(Like many Netflix customers, I too can get quite lax with the timely watching and returning of my movies, which of course defeats the entire purpose of having a flat-rate rental plan in the first place. To combat that, I am now writing standardized mini-reviews of each and every movie I end up watching through Netflix, both instantly and on DVD. Don't forget, all previous 'Justify My Netflix' reviews can be found on CCLaP's main movie page.)
Why I added it to my queue: Because although it's not exactly a high priority, I do think it'd be nice to one day be able to say that I've seen all 32 films Alfred Hitchcock made in America (as of today I've seen eight of them); and this was one of the most glaring omissions on my list, a 1959 dark comedy of all things starring Cary Grant, and which is many people's favorite Hitchcock film out of them all.
The reality: Brilliant as always; but then again, this is Alfred Hitchcock we're talking about, who even thirty years after his death is still considered by many to be one of the most important filmmakers of all time. And one of the reasons for this is that he had the almost magical ability to understand exactly what memes were most fascinating the public at any given moment in history; just take this film for example, which for those who don't know is a dryly funny satire about the Cold War, shot just five years before Stanley Kubrick's Dr. Strangelove would push the genre into even more ridiculous extremes. In this case, Grant plays a charming ad executive (yet another culture meme of the late 1950s) who is mistaken for a secret government agent by a group of foreign spies, a setup that leads to an evermore ridiculous series of situations -- from the United Nations to the 20th Century Limited train to Chicago, then to the movie's famed dustcropper scene, then on to a glittering Mid-Century Modernist home in the middle of the South Dakota woods, and eventually onto the face of Mount Rushmore itself, about as obvious as Hitchcock could get with his "rah rah America" Cold War satire shtick besides literally holding the final fight scene in the armpit of the Statue of Liberty. (And indeed, for the rest of his life, Hitchcock joked that he originally wanted to title the film The Man In Lincoln's Nose, while his peers argued that the suggestion was no joke when Hitch first thought it up.)

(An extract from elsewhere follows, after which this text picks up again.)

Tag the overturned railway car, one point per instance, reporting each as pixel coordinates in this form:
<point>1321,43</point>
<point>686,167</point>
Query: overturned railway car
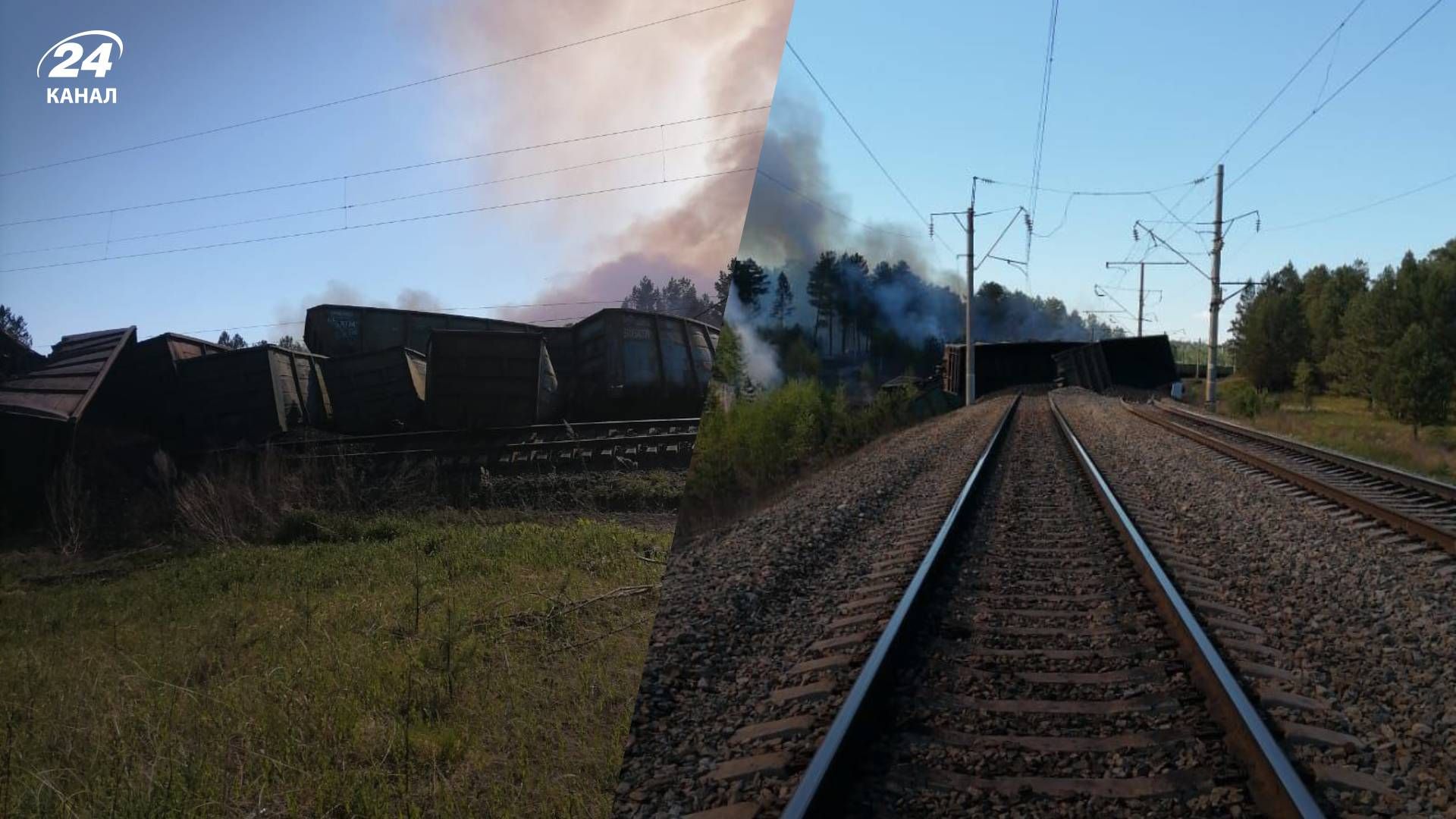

I'll let the plot itself mostly remain a secret, but suffice to say that it has a lot to do with the various multiple layers of feints and psychological tricks that both the US and the Soviet Union were perpetrating back during the height of the Cold War, which if you want to look at it a certain way makes this not actually a spy thriller but rather a devastating criticism of the military-industrial buildup America saw in the '50s; and then in the meanwhile, this movie has some of the sharpest, most jaw-dropping fashion and architecture from the Mid-Century Modernist Age that you'll ever see, which like the contemporary show Mad Men is almost worth watching just to salivate over the visual details, much less the actual story being told. It's easy to see why this is many people's favorite Hitchcock film, because it contains a sort of breezy humor and casual tone that was a lot more prevalent in his British films from the '20s and '30s, but that he mostly dropped after moving to America for good in the '40s; and I have to say that it's kind of a shame that he didn't do more projects like these, simply because he was so good at them. It comes highly recommended today.
Strangest piece of trivia: Hitchcock couldn't get permission to film around the United Nations complex, so shot the exterior shots with a hidden camera.